Finger pointed at police, social workers
SOCIAL workers and police who ignored evidence of violent sexual abuse of young girls in Oxford, England, were products of a culture of turning a blind eye to children being sexualised at an ever younger age.
A Serious Case Review into grooming of girls as young as 11 in the city found they had suffered an indescribably awful ordeal under the noses of officials who showed a worrying lack of curiosity.
It estimates that at least 370 girls are likely to have been targeted for child sexual exploitation in Oxford alone over the last 16 years, although it acknowledges the figure could be conservative and insists the pattern is likely to be replicated in cities across the country.
It follows the conviction of seven men, all from a Muslim background, for a series of sexual offences against six white girls.
The review, published by the Oxfordshire Safeguarding Children’s Board, found that:
Opportunities to intervene were missed because social workers often had no basic human connection with girls, treating them as problem children;
Police ignored evidence of rape and violent sexual abuse, telling parents it was “none of their business”; and
Victims were accused of prostituting themselves and deliberately putting themselves at risk.

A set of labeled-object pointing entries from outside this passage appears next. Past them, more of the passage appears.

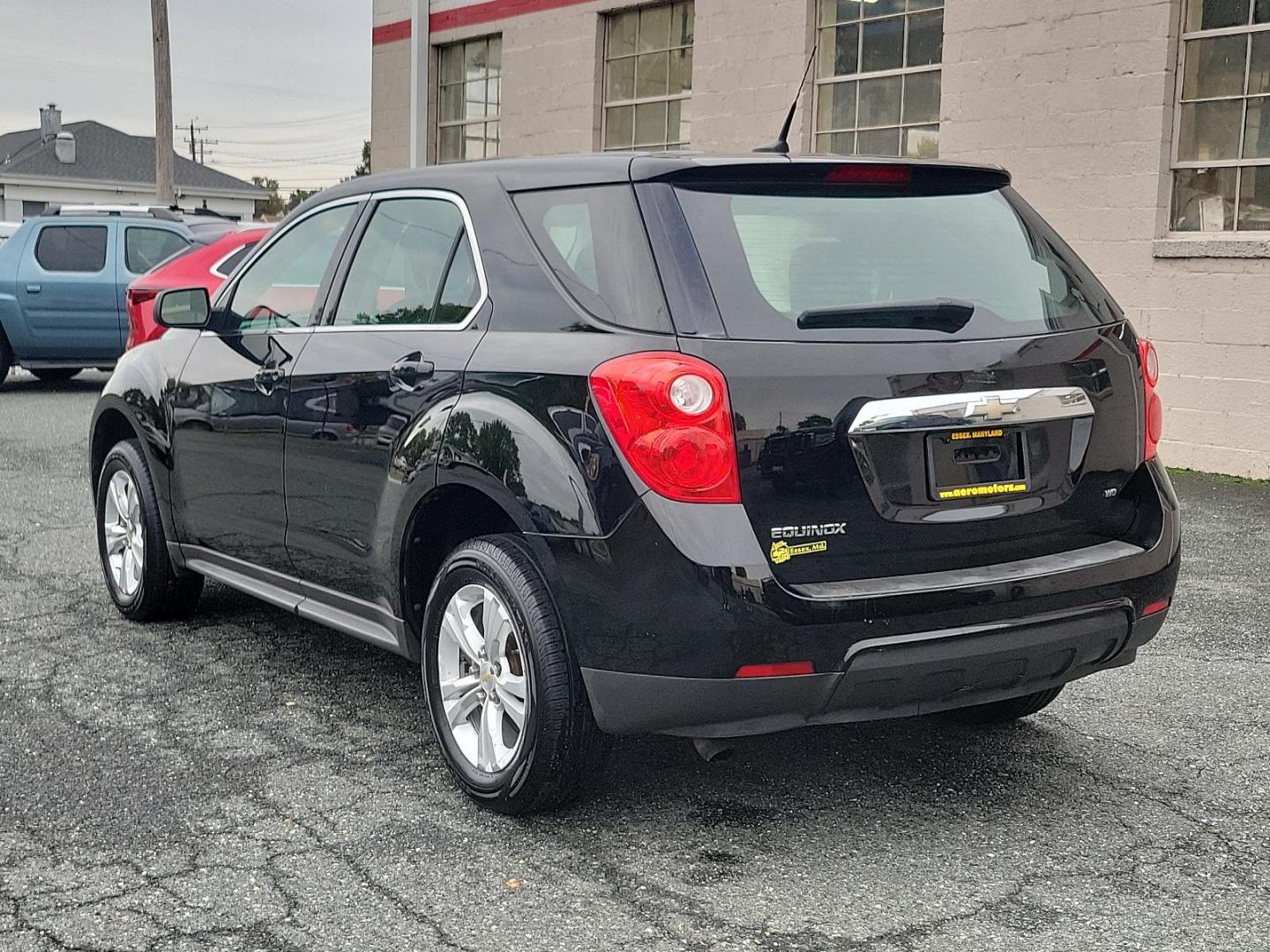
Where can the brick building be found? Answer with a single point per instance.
(1140, 129)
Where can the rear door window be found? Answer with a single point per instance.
(594, 242)
(412, 265)
(869, 264)
(71, 248)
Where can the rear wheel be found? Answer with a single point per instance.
(1004, 711)
(141, 579)
(54, 375)
(505, 697)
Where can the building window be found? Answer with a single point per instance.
(648, 78)
(1222, 138)
(467, 98)
(878, 78)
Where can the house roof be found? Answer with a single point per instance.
(104, 153)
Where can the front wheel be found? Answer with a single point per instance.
(505, 697)
(1005, 711)
(141, 579)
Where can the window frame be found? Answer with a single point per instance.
(606, 18)
(1184, 38)
(820, 84)
(349, 251)
(464, 122)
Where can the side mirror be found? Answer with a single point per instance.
(183, 308)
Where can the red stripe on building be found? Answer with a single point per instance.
(390, 32)
(490, 11)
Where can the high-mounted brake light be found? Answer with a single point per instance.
(669, 417)
(1154, 410)
(870, 175)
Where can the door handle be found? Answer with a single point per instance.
(409, 372)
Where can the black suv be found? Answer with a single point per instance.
(624, 443)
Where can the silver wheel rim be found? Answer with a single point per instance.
(124, 533)
(482, 678)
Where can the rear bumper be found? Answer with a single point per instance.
(902, 677)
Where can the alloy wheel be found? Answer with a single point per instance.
(124, 533)
(482, 678)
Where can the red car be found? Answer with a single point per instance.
(207, 265)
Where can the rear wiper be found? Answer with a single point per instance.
(943, 314)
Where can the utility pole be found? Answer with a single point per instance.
(164, 187)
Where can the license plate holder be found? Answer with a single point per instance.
(968, 465)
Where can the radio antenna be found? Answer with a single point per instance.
(781, 146)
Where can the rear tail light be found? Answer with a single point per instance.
(669, 417)
(136, 329)
(1154, 413)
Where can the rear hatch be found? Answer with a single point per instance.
(923, 376)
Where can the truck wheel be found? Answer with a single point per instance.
(1004, 711)
(143, 582)
(505, 697)
(55, 375)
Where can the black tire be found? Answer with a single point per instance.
(1005, 711)
(56, 375)
(163, 591)
(562, 749)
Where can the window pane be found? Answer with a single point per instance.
(923, 97)
(1214, 68)
(883, 45)
(883, 8)
(69, 248)
(1255, 199)
(654, 28)
(926, 38)
(681, 71)
(923, 143)
(840, 51)
(1256, 130)
(878, 143)
(1211, 131)
(1203, 199)
(651, 123)
(280, 287)
(837, 107)
(683, 25)
(1259, 70)
(879, 101)
(1213, 14)
(651, 75)
(619, 127)
(621, 33)
(620, 79)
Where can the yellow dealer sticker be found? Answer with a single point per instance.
(784, 551)
(995, 489)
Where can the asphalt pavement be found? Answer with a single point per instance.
(251, 781)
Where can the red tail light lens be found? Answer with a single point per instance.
(136, 329)
(669, 417)
(1154, 407)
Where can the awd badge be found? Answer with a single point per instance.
(784, 551)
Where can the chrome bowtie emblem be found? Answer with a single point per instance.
(992, 409)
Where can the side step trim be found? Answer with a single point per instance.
(1019, 570)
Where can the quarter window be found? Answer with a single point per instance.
(71, 248)
(146, 248)
(1222, 143)
(648, 78)
(280, 286)
(878, 78)
(413, 265)
(469, 94)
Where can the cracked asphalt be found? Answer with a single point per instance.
(250, 781)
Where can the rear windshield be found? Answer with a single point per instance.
(892, 267)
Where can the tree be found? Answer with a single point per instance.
(273, 204)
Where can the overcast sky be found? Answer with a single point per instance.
(285, 86)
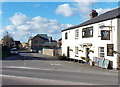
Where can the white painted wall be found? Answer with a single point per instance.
(95, 40)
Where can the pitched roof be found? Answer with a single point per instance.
(115, 13)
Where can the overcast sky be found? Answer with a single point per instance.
(25, 19)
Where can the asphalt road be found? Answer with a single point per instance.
(36, 69)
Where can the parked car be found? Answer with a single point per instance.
(14, 51)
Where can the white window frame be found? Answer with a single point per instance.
(101, 50)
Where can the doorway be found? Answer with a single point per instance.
(68, 52)
(87, 54)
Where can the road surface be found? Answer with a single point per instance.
(37, 69)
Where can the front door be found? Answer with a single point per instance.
(87, 54)
(68, 51)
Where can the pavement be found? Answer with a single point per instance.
(47, 70)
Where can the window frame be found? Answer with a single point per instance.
(77, 34)
(101, 51)
(87, 33)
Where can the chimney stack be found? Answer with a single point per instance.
(93, 14)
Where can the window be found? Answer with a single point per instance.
(77, 34)
(101, 52)
(105, 35)
(110, 49)
(76, 51)
(66, 35)
(36, 42)
(87, 32)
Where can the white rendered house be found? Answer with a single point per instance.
(97, 39)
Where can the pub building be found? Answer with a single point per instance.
(96, 41)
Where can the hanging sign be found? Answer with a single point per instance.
(110, 49)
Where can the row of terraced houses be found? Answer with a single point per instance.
(95, 41)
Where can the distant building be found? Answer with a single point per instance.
(25, 45)
(97, 40)
(17, 44)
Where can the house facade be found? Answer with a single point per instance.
(41, 41)
(36, 43)
(97, 39)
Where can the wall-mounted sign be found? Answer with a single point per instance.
(101, 62)
(110, 48)
(87, 32)
(105, 35)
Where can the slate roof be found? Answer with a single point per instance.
(115, 13)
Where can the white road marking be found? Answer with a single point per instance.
(55, 64)
(47, 81)
(25, 67)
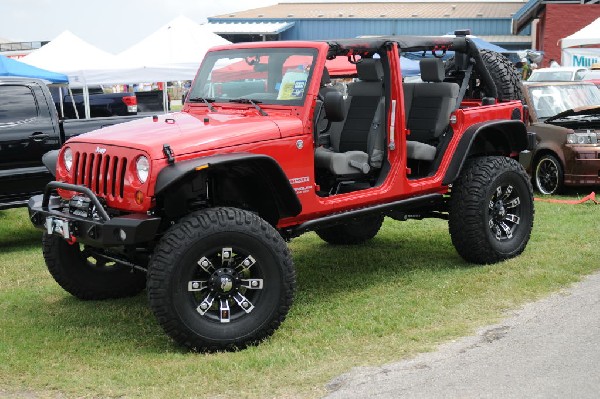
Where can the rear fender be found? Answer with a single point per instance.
(242, 178)
(502, 137)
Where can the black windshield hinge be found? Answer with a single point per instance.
(169, 154)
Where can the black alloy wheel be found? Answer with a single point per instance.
(548, 175)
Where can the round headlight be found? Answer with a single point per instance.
(68, 158)
(143, 168)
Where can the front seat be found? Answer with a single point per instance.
(356, 148)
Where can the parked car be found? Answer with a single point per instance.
(101, 104)
(29, 128)
(201, 213)
(559, 74)
(566, 119)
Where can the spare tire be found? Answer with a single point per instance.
(505, 76)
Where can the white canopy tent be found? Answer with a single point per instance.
(82, 62)
(584, 37)
(173, 52)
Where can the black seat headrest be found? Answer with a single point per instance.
(432, 70)
(325, 79)
(370, 70)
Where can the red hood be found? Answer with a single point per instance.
(185, 133)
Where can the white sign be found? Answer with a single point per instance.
(580, 57)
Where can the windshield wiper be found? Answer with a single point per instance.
(206, 101)
(249, 101)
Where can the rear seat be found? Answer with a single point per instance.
(428, 106)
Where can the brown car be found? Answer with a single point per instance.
(566, 118)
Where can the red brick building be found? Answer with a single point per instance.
(556, 19)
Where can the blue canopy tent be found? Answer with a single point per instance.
(10, 67)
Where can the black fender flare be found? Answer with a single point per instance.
(50, 159)
(514, 131)
(262, 166)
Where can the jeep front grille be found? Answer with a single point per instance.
(101, 173)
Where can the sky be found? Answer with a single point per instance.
(111, 25)
(115, 25)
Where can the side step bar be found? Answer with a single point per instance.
(429, 202)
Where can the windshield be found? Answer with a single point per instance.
(552, 100)
(266, 76)
(554, 76)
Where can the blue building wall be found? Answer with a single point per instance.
(330, 28)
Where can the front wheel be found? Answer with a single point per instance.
(548, 175)
(221, 279)
(491, 210)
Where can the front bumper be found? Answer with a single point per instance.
(582, 165)
(47, 212)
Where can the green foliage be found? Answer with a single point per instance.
(402, 293)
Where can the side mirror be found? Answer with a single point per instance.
(334, 106)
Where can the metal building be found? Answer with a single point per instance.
(492, 21)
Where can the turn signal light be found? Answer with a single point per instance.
(139, 197)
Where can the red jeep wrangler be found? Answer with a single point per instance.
(197, 206)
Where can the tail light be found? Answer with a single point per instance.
(131, 102)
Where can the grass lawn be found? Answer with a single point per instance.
(402, 293)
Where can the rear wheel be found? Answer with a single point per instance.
(221, 279)
(86, 275)
(491, 210)
(548, 175)
(354, 232)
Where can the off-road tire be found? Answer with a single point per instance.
(491, 193)
(208, 248)
(548, 175)
(87, 277)
(354, 232)
(505, 76)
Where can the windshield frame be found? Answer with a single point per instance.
(564, 96)
(277, 53)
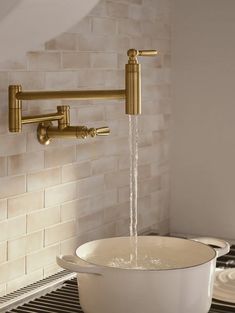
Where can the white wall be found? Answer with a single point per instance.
(203, 132)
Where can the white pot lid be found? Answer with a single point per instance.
(224, 286)
(153, 253)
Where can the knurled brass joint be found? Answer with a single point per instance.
(133, 80)
(15, 109)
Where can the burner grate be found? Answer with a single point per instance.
(62, 300)
(65, 297)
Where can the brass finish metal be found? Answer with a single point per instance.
(46, 131)
(15, 109)
(42, 118)
(65, 111)
(42, 133)
(133, 80)
(71, 94)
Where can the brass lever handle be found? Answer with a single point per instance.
(101, 131)
(147, 53)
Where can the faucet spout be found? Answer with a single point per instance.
(46, 131)
(133, 80)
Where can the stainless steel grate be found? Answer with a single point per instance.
(64, 297)
(34, 290)
(62, 300)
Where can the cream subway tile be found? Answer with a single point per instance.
(103, 43)
(13, 65)
(34, 241)
(12, 270)
(42, 218)
(12, 185)
(3, 209)
(16, 227)
(3, 252)
(144, 188)
(44, 61)
(101, 26)
(65, 41)
(89, 222)
(29, 80)
(16, 248)
(124, 162)
(145, 155)
(59, 232)
(51, 269)
(136, 13)
(72, 60)
(12, 144)
(69, 210)
(23, 281)
(4, 81)
(69, 246)
(43, 179)
(90, 151)
(3, 166)
(104, 231)
(99, 10)
(90, 186)
(27, 244)
(75, 171)
(86, 206)
(42, 258)
(26, 162)
(91, 114)
(107, 164)
(25, 203)
(123, 194)
(144, 172)
(61, 80)
(83, 26)
(144, 204)
(4, 230)
(122, 227)
(117, 9)
(113, 112)
(116, 212)
(59, 156)
(3, 289)
(104, 60)
(138, 2)
(116, 179)
(91, 78)
(129, 27)
(116, 146)
(61, 193)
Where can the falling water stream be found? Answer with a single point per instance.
(133, 145)
(134, 260)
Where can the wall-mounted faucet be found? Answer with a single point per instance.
(46, 131)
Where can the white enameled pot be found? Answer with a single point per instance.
(173, 275)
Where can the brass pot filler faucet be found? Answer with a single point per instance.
(46, 131)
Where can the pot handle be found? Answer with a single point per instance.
(75, 264)
(222, 246)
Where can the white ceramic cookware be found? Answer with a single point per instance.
(171, 275)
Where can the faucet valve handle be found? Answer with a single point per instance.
(147, 53)
(101, 131)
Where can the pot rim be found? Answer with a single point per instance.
(150, 269)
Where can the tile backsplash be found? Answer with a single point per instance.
(55, 197)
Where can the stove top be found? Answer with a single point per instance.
(65, 298)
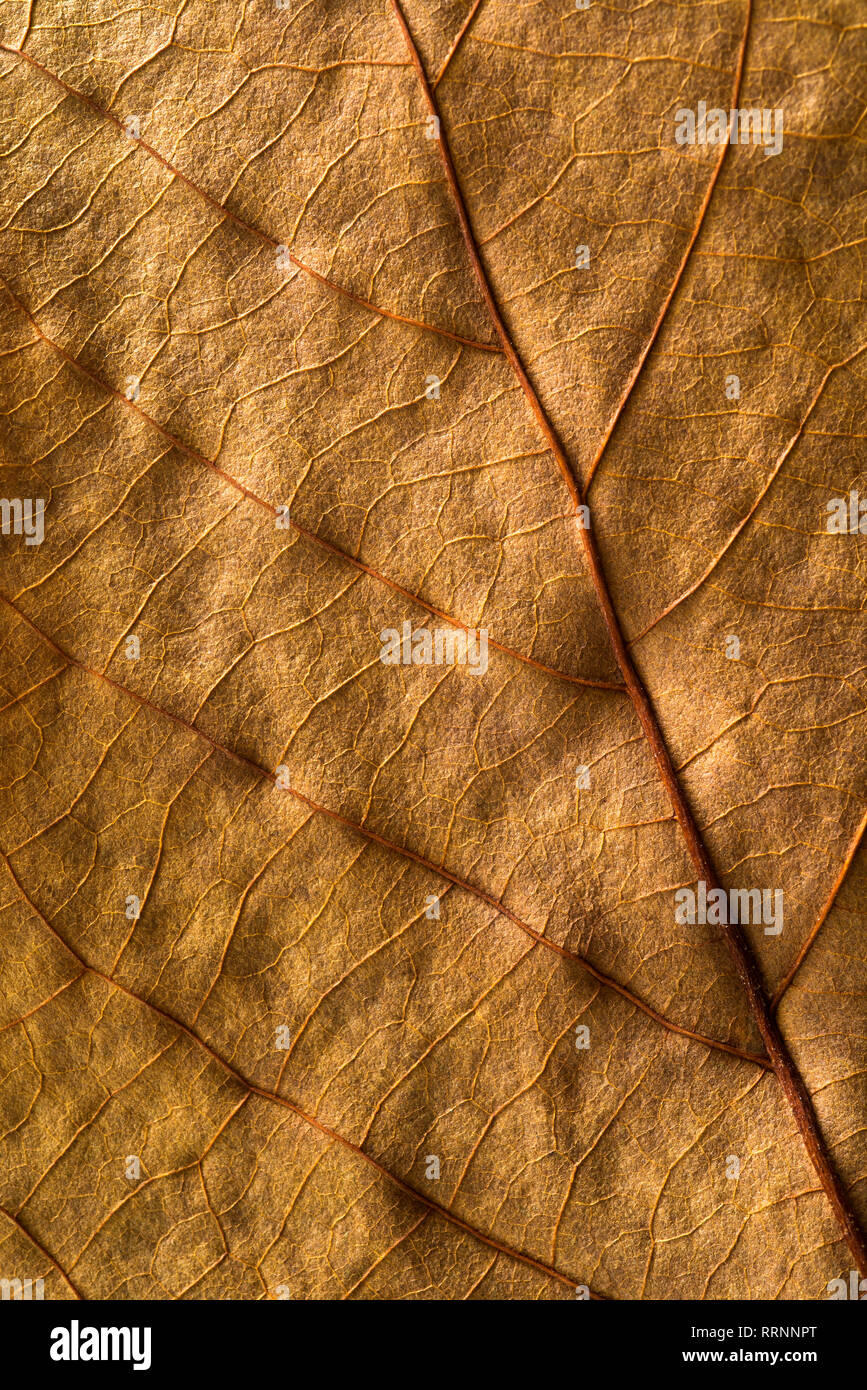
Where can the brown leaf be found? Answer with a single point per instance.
(329, 977)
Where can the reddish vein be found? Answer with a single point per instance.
(311, 535)
(739, 950)
(678, 277)
(820, 920)
(281, 1100)
(239, 221)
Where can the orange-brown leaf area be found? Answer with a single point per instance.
(324, 977)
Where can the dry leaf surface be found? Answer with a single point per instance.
(284, 923)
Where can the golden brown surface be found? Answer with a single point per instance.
(154, 260)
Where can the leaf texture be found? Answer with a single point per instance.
(236, 246)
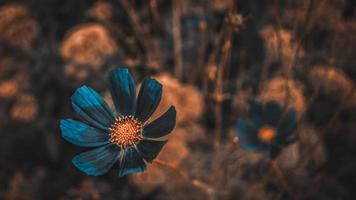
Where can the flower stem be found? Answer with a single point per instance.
(195, 182)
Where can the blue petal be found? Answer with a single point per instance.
(149, 149)
(132, 162)
(272, 113)
(98, 161)
(247, 132)
(287, 126)
(81, 134)
(148, 99)
(91, 106)
(123, 91)
(161, 126)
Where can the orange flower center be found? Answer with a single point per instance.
(126, 132)
(266, 134)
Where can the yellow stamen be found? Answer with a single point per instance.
(266, 134)
(126, 132)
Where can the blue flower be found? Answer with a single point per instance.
(121, 137)
(267, 128)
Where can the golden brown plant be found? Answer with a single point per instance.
(276, 90)
(101, 10)
(187, 99)
(88, 44)
(25, 108)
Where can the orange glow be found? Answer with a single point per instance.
(267, 134)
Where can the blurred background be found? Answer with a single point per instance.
(211, 56)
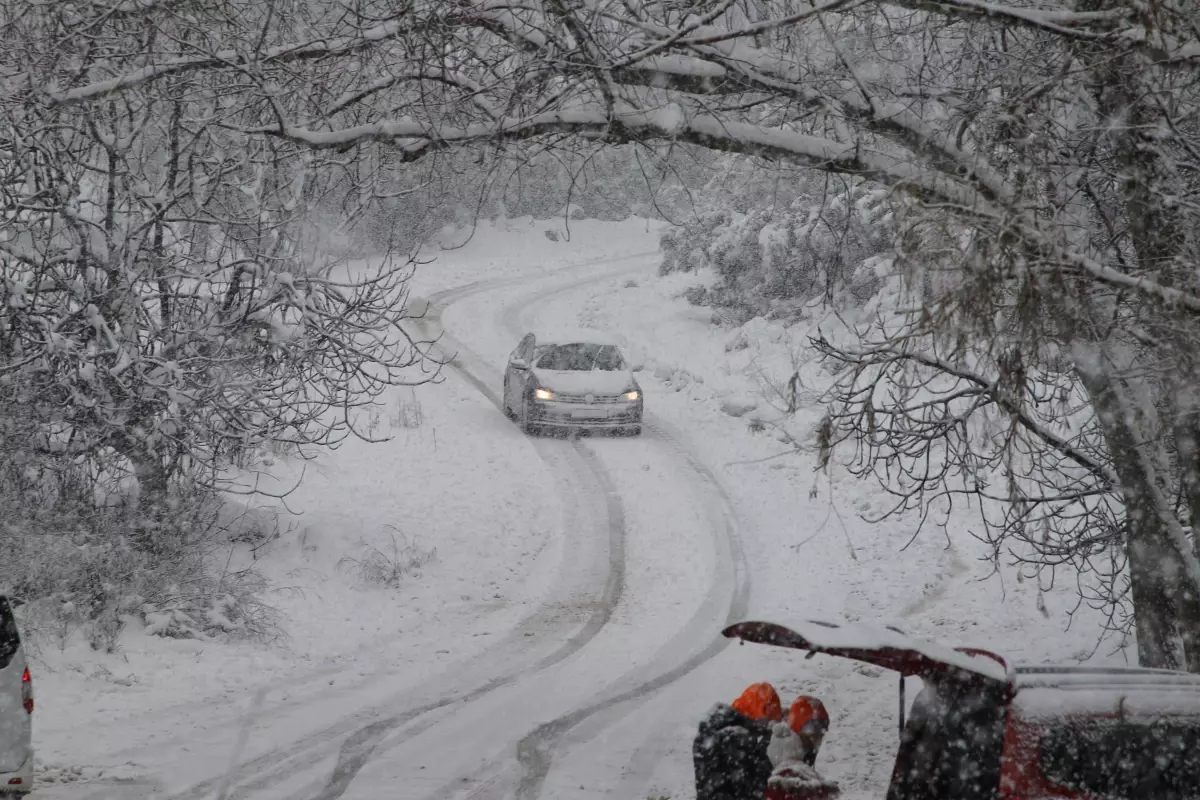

But the report stops short of calling for individual resignations and concludes the failings happened because of ignorance about the scale of the problem or the patterns of grooming rather than wilful neglect of duties.
Instead, it takes aim at an erosion of recognition of what should be basic boundaries and the age of consent in an increasingly sexualised environment – singling out the fact that children are being routinely handed contraception long before they can legally have sex.
The report warns that a professional tolerance of underage sex has infected many areas of the public sector. It calls for government departments to consider overhauling guidelines for professionals to clarify the law on consent.
The report also urges the government to carry out research into why there is a particular problem with child sexual exploitation within the Muslim or Pakistani community in Britain.
However, the report claims there was no evidence in Oxford – unlike elsewhere – of professionals deliberately ignoring what was going on because of fear of being called racist.
“What happened to the child victims of the sexual exploitation in Oxfordshire was indescribably awful . . . the child victims and their families feel very let down.”
The report goes on: “The Serious Case Review has seen no evidence of wilful professional neglect or misconduct by organisations, but there was at times a worrying lack of curiosity and follow-through, and much work should have been considerably different and better.”